The main attraction here is Pulcinella. I may have to agree with those who ask if it is ballet or simply dancing with music. It is based on early classical music and probably is more nearly neoclassic and so what. As conductor Boulez says, that here Stravinsky is playing a game. I wound up liking the game or games Stravinsky is playing in this case. I had not remembered liking Pulcinella in the past and evidently I have really changed and enjoyed this performance greatly. Changed even to the extent I would now consider recommending it to anyone wanting to be introduced to Stravinsky's music.
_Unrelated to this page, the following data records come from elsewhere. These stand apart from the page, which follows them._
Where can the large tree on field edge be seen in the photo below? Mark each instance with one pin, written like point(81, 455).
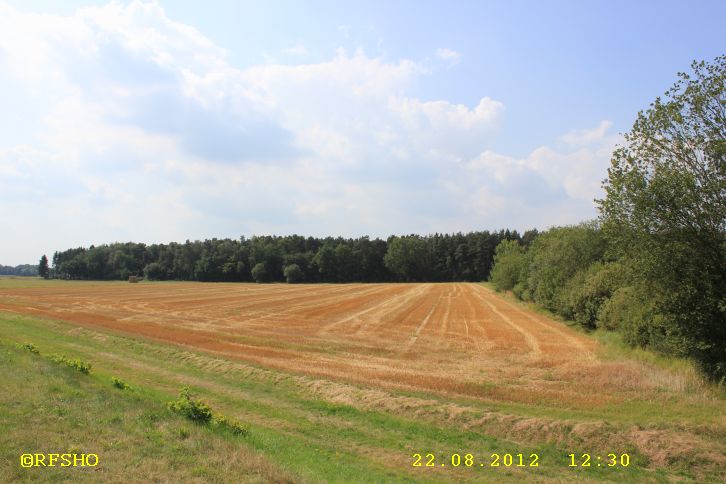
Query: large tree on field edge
point(665, 214)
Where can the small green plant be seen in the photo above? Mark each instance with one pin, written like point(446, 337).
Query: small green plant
point(120, 384)
point(77, 364)
point(30, 347)
point(195, 410)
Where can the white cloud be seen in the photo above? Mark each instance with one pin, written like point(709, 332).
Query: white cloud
point(149, 134)
point(296, 50)
point(580, 137)
point(449, 55)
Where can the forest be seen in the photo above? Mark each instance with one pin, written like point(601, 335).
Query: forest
point(653, 267)
point(21, 270)
point(293, 259)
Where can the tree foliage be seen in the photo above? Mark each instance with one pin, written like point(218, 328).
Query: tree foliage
point(509, 265)
point(665, 214)
point(437, 257)
point(43, 270)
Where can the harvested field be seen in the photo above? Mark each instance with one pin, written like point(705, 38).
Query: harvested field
point(452, 339)
point(357, 378)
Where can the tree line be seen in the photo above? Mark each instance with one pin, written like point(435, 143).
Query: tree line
point(293, 259)
point(20, 270)
point(653, 266)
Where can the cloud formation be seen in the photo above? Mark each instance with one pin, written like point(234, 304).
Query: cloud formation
point(147, 133)
point(450, 55)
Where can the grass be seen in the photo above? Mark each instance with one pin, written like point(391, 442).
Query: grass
point(294, 430)
point(49, 408)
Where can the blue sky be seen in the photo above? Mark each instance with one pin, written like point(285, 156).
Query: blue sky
point(161, 121)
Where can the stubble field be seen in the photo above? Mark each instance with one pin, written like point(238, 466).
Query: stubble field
point(455, 357)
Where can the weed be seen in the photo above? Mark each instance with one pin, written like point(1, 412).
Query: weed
point(30, 347)
point(77, 364)
point(194, 410)
point(120, 384)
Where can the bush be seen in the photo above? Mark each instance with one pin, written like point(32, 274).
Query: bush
point(509, 263)
point(120, 383)
point(293, 274)
point(30, 347)
point(628, 311)
point(556, 256)
point(77, 364)
point(588, 290)
point(259, 272)
point(154, 272)
point(194, 410)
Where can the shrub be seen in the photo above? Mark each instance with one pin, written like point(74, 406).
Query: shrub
point(194, 410)
point(556, 256)
point(628, 311)
point(509, 262)
point(77, 364)
point(259, 272)
point(587, 291)
point(120, 383)
point(30, 347)
point(293, 274)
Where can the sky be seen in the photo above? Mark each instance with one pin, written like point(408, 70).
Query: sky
point(165, 121)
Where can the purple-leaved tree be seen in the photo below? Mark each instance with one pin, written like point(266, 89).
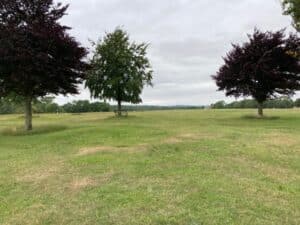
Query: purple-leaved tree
point(264, 67)
point(37, 56)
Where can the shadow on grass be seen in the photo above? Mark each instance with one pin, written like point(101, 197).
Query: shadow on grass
point(254, 117)
point(19, 131)
point(118, 118)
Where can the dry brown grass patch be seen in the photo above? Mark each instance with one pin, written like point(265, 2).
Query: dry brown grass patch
point(280, 139)
point(183, 137)
point(81, 183)
point(278, 173)
point(96, 149)
point(41, 173)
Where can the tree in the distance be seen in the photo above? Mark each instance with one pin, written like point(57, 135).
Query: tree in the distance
point(119, 69)
point(37, 56)
point(292, 7)
point(266, 66)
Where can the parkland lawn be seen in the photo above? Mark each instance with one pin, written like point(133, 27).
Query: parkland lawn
point(165, 167)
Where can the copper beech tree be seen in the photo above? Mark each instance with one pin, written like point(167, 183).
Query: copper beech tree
point(264, 67)
point(37, 56)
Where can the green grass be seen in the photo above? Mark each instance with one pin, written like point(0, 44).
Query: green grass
point(167, 167)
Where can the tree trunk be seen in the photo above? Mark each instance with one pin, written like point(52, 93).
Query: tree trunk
point(28, 114)
point(119, 108)
point(260, 109)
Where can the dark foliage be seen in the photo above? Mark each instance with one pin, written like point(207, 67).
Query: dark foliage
point(37, 56)
point(292, 7)
point(265, 67)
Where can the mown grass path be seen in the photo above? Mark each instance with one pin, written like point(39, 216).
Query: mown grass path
point(164, 167)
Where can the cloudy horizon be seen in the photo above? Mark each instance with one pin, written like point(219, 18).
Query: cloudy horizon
point(187, 39)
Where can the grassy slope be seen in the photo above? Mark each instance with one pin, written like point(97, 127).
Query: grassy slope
point(170, 167)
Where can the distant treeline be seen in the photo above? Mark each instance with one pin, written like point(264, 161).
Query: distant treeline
point(47, 105)
point(280, 103)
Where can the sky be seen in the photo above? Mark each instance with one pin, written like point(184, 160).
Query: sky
point(187, 38)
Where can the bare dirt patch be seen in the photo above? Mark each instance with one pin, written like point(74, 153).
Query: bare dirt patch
point(183, 137)
point(96, 149)
point(280, 139)
point(278, 173)
point(38, 175)
point(81, 183)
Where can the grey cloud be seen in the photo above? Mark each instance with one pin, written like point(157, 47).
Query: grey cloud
point(187, 38)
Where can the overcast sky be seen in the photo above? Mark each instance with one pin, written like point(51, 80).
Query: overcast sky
point(187, 39)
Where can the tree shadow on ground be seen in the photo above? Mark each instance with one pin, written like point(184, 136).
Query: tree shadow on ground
point(20, 131)
point(255, 117)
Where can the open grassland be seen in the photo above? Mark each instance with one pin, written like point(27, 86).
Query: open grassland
point(164, 167)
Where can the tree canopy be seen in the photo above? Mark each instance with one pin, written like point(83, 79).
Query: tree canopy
point(292, 7)
point(37, 56)
point(119, 69)
point(264, 67)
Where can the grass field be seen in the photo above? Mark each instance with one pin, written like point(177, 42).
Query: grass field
point(164, 167)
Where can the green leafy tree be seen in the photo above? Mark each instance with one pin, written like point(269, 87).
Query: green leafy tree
point(297, 103)
point(119, 69)
point(292, 7)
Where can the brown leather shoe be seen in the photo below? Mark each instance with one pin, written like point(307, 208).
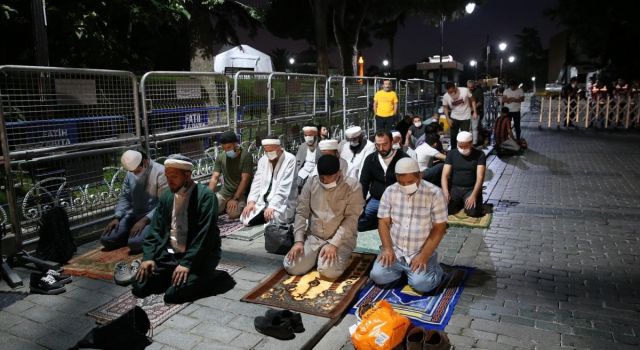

His music is so far ranging that is a real problem and my usual choices had been the Firebird ballet Music or Petrushka. I have great trouble trying to describe in five hundred words or less the above listed symphony and the four very brief etudes. Pulcinella includes what are almost variations using simple combinations of instruments resulting in a wide range of relatively simple music plus a bit of singing. Conductor Boulez plus the Chicago orchestra form an imposing combination here that is outstanding. Add the equally imposing solid audio quality and I am happy to welcome them back with their own recording label plus my top recommendation. All I can add is, more of the same in the near future please.

 

Rockin' in Rhythm, (A Tribute to Duke Ellington). John Pizzarelli. Plus guest performers. TELARC  CD-31921-02

In addition to John, dad, the equally famous Bucky, plus son Martin are also heard here and others. At one time or another there are a total of ten other musicians playing on this excellent release. As usual with Telarc, the sound quality is simply excellent though I do miss their SACD versions. There is jazz here, some swing, much rhythm and beautiful ballads. A wide ranging variety to say the least by the jazz great, Duke Ellington. Some are heard in new arrangements all trying to be true to Duke. This sort of release is much like some of Sinatra's and like him, Pizzarelli gives his all here plus a bit of guitar.